Codziennie staram sie zrobic daily flashpoint (ostatnio tak sie uparlem ze 3 lvl wbilem na flashpointach
![:p](./images/smilies/icon_razz.gif)
ale juz mi sie potem zygac chcialo).
Latam po planetach , robie qesty , zabije sie jakiegos world bossa , pojdzie na flashpointa , czas jakos leci.Mnie osobiscie w przeciwienstwie do innych fabula wali i od chyba 15 lvl gram na spacji + spam 1 na gadkach.
Nie ukrywam ze gdyby nie troche starych znajomych z ktorymi siedzimy sobie na TSie i narzekamy na bledy , podniecami sie dropami i robimy sobie oglnie jaja , to pewnie gra by mi sie mogla juz znudzic ale dzieki temu tak nie jest.
Jesli chodzi o plusy i minusy , to zdecydowanie wiecej jest tych drugich.Z drugiej jednak strony mysle ze ludzie zbytnio sie przyzwyczaili do mechanizmow jakie ma w sobie WoW i teraz z racji tego przyzwyczajenia whinuja na to czego brakuje w SWTOR.
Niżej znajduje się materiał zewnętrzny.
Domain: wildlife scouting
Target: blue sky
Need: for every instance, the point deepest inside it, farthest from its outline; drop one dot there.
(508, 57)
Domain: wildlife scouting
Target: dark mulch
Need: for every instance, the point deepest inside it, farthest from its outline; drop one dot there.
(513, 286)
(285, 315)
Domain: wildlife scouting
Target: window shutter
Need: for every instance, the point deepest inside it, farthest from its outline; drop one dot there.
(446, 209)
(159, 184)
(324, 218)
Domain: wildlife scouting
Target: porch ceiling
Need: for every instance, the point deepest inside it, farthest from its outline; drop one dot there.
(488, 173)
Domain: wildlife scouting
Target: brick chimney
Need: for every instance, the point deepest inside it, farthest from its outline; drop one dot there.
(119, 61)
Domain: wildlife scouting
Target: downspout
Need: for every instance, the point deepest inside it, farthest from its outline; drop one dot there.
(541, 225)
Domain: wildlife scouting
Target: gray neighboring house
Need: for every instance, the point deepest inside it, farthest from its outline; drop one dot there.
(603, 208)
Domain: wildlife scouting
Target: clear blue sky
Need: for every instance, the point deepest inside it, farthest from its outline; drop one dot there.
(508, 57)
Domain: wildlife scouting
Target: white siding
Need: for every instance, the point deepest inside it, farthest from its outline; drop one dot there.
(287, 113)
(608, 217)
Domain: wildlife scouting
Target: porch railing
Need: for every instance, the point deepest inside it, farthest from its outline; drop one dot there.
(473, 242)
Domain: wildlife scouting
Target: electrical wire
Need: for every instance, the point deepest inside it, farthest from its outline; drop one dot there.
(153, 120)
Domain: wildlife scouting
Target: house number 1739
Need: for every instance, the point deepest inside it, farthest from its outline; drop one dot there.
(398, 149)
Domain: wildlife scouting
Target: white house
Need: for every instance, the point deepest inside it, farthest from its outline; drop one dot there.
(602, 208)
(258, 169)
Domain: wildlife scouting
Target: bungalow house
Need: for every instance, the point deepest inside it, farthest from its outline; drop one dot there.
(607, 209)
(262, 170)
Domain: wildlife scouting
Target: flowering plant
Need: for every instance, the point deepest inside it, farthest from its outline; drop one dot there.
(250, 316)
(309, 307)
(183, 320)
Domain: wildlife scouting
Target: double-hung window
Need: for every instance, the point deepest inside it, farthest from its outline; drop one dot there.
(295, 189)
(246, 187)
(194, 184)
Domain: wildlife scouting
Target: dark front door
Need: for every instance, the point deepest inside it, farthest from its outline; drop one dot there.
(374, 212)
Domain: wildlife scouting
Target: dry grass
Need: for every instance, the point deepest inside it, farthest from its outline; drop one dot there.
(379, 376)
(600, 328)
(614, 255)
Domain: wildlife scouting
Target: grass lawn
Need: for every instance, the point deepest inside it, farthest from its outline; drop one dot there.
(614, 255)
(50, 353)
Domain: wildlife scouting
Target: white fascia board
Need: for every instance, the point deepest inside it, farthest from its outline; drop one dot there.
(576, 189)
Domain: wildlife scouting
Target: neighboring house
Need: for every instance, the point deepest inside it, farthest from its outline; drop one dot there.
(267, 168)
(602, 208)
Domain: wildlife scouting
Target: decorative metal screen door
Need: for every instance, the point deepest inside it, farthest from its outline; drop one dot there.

Mnostwo rzeczy wkurwia , zgadzam sie , ktore by mogli poprawic lub dodac w tempie blyskawicznym :
-jak giniesz we flashpoint to wywala cie przed instancje i czeka kazdego dlugie wczytywanie
-jak was wywali to postac jest odwrocona nie w strone flashpointa ale w druga
-od cholery bugow w klasach - przynajmniej w mojej
-opoznienie na skilach
-chujowy silnik
-najchujowsze AH jakie w zyciu widzialem , nawet gdybym chcial utrudnic zycie , to bym na cos tak chujowego nie wpadl
-bledy w wyswietlaniu gearu u innych graczy
-nie mozna wywalac niektorych qestow
i wiele , wiele innych mniej lub bardziej upierdliwych rzeczy.
Mnie najbardziej dziwi to , ze w zapowiedziach 1.1 i poprawach , brak jest tak wielu istotnych bug fixow o ktorych pisza gracze ze az w dupie strzyka.Ja nie wiem czy oni tego nie widza?Czy maja to w dupie?
Przyklad :
Bug ravena na normalu - maja naprawic.
Bug ravena na HM - wszyscy o tym wiedza ale w 1.1 nic nie jest o tym napisane, wiec kiedy oni zamierzaja to naprawic?w kwietniu?jak tu jeszcze nie wiadomo kiedy 1.1 ma byc...
Gram bo chce, nikt mnie do tego nie zmusza.Jak D3 nie wyjdzie za szybko to pewnie do tego czasu bede gral albo jak sie koledzy wykrusza.
Prawda jest taka , ze w tej chwili na rynku nie ma "nic ciekawszego" a odgrzewanie kotletow w postaci WoWa i kunfupandy jest totalnym debilizmem.